Namun ketika harapan itu muncul, kita dihadapkan pada surutnya perhatian media terhadap Aceh. Bahkan ketika perang itu sendiri masih terus berkecamuk, dan intensitas konflik belum menunjukkan tanda-tanda mereda. Harapan akan perbaikan kualitas liputan itu semakin sulit karena disisi lain muncul problem pada level newsgathering. Media televisi masih membiarkan dirinya sangat tergantung pada sumber-sumber resmi pemerintah.

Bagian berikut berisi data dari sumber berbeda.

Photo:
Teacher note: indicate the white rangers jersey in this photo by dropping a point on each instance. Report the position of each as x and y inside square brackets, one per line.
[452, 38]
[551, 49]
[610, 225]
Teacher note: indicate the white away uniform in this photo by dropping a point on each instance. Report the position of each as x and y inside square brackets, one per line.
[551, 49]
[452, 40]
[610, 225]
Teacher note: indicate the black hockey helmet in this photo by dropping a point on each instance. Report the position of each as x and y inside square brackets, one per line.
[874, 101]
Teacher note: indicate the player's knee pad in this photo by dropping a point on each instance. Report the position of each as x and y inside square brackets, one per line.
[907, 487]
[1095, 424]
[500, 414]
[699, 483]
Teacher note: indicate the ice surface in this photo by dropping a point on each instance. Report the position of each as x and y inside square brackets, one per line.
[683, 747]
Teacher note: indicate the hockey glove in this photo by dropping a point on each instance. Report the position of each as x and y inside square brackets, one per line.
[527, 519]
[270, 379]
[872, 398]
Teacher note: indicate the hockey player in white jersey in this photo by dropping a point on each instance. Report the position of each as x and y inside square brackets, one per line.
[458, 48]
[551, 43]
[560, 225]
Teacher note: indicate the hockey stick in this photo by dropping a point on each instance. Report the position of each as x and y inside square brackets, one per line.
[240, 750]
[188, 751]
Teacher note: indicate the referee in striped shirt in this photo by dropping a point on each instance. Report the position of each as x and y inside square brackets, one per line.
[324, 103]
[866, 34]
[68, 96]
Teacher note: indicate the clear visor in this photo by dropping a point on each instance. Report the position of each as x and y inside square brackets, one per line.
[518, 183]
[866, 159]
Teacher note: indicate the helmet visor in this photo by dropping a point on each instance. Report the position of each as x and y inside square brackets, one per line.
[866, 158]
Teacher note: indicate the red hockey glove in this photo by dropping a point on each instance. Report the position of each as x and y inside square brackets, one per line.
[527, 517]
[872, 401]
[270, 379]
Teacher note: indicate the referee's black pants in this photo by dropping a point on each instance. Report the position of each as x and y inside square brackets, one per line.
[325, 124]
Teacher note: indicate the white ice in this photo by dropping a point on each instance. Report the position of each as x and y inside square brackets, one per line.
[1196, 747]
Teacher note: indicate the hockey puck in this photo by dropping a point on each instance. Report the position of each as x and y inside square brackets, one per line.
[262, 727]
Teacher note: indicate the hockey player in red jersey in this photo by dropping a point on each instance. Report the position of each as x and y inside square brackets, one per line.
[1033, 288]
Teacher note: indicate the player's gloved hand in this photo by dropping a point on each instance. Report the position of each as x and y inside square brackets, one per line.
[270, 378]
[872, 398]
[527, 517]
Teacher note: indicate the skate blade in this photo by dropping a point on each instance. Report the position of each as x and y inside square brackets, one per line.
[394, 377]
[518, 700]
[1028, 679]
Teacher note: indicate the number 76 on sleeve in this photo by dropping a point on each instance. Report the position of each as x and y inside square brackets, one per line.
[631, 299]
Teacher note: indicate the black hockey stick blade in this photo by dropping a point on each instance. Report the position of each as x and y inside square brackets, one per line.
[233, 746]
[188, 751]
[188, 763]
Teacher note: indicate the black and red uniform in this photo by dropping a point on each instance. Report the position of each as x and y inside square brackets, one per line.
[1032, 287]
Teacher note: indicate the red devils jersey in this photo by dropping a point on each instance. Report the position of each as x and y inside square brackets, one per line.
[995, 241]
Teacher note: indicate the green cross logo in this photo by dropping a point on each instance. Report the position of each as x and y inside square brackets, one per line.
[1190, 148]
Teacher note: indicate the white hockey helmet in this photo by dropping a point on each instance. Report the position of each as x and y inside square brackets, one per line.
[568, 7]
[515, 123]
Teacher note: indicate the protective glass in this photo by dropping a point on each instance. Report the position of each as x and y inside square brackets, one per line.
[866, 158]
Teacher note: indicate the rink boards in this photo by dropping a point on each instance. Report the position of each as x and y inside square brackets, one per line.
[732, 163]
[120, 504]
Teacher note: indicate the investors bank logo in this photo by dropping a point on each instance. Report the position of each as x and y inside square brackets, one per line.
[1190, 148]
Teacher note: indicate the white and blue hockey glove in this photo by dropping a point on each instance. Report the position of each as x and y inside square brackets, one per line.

Sebanyak 60,8 % sumber yang dikutip televisi pada periode yang diamati, tup, adalah sumber resmi pemerintah : TNI, Kepolisian, Pemerintah dan DPR. Bandingkan dengan sumber GAM yang hanya 4,1 %, atau sumber tokoh dan warga masyarakat Aceh sebesar 11, 6%. Media masih terus menyuarakan realitas psikologis kaum elit kekuasaan, terutama TNI. Dengan demikian, media sesungguh tetap menghadapi kesulitan untuk melepaskan diri dari kerangka pemberitaan pemerintah. Kerugian terbesar, tentu saja karena media tetap gagal dalam menghadirkan diskusi yang dialogis dan seimbang soal konflik Aceh. Apalagi media di sisi lain juga tidak terjadi perubahan pada lemahnya media televisi dalam memenuhi prinsip-prinsip cover botshide. Sebanyak 51,9% dari 268 total berita yang dianalisis, tidak memenuhi prinsip cover both side. Untuk sesuatu yang paling esensial dalam jurnalisme, dan sesungguhnya tidak terlalu sulit untuk dilakukan pun, media televisi tetap lalai.

1 comment:

Rahadian P. Paramita said...

Yang menarik, saya pernah diskusi dengan pengelola program salah satu TV swasta. Buat mereka, strategi yang dikembangkan adalah kuantitas tayangan. Kalau satu berita diberitakan media lain cuma 20 menit, mereka berani lipatgandakan durasi pemberitannya sehingga sekilas ini bagian dari agenda setting. Padahal tujuan utamanya adalah menarik penonton, soal kualitas pemberitaan... yaah begitulah... :D Salam!